Reit- und Veranstaltungshalle L’Écrin in Hennebont Bogenförmiges Tragwerk aus Brettschichtholz
12.08.2026
Bild: Yon de Poncins
Das Haras National d’Hennebont ist ein historisches französisches Staatsgestüt in der Bretagne. Es wurde im 19. Jahrhundert gegründet und diente ursprünglich der Pferdezucht und Hengsthaltung. Heute wird die denkmalgeschützte Anlage als Pferdesport-, Ausbildungs-, Kultur- und Veranstaltungszentrum genutzt. Mit der Reit- und Veranstaltungshalle L’Écrin nach Plänen des Pariser Büros K Architectures erhielt das Gestüt einen besonderen Anziehungspunkt. Der 17 Meter hohe Neubau aus Holz setzt einen markanten Akzent innerhalb des bestehenden Ensembles und fügt sich trotz seiner Größe harmonisch ein. Die Architekten wählten eine Formensprache, die sich auf typische Markthallen des 19. Jahrhunderts bezieht.

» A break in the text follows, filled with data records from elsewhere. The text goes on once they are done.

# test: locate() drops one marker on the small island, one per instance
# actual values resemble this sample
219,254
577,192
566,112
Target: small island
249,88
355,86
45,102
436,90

Vorbild historische Markthalle
Zum denkmalgeschützten Ensemble gehören sieben Stallgebäude, von denen die ersten ab 1858 und weitere ab 1901 errichtet wurden. Insgesamt umfasst die Anlage heute 32 Gebäude. Die neue, rund 1.464 Quadratmeter große Reit- und Veranstaltungshalle befindet sich in der Cour du Puits, einem von zwei Innenhöfen. Sie ist von denkmalgeschützten Stallgebäuden umgeben. Ihre Grundform orientiert sich an traditionellen französischen Markthallen und frühen festen Zirkusbauten. Über einem nahezu quadratischen Grundriss erhebt sich das markante, in drei Ebenen gestaffelte Dach. Die Gliederung reduziert optisch das große Bauvolumen und ermöglicht zugleich dessen natürliche Belichtung und Belüftung. Die geneigten, mit Schiefer gedeckten Dachflächen nehmen die Materialität und Neigung der umliegenden Stallgebäude auf.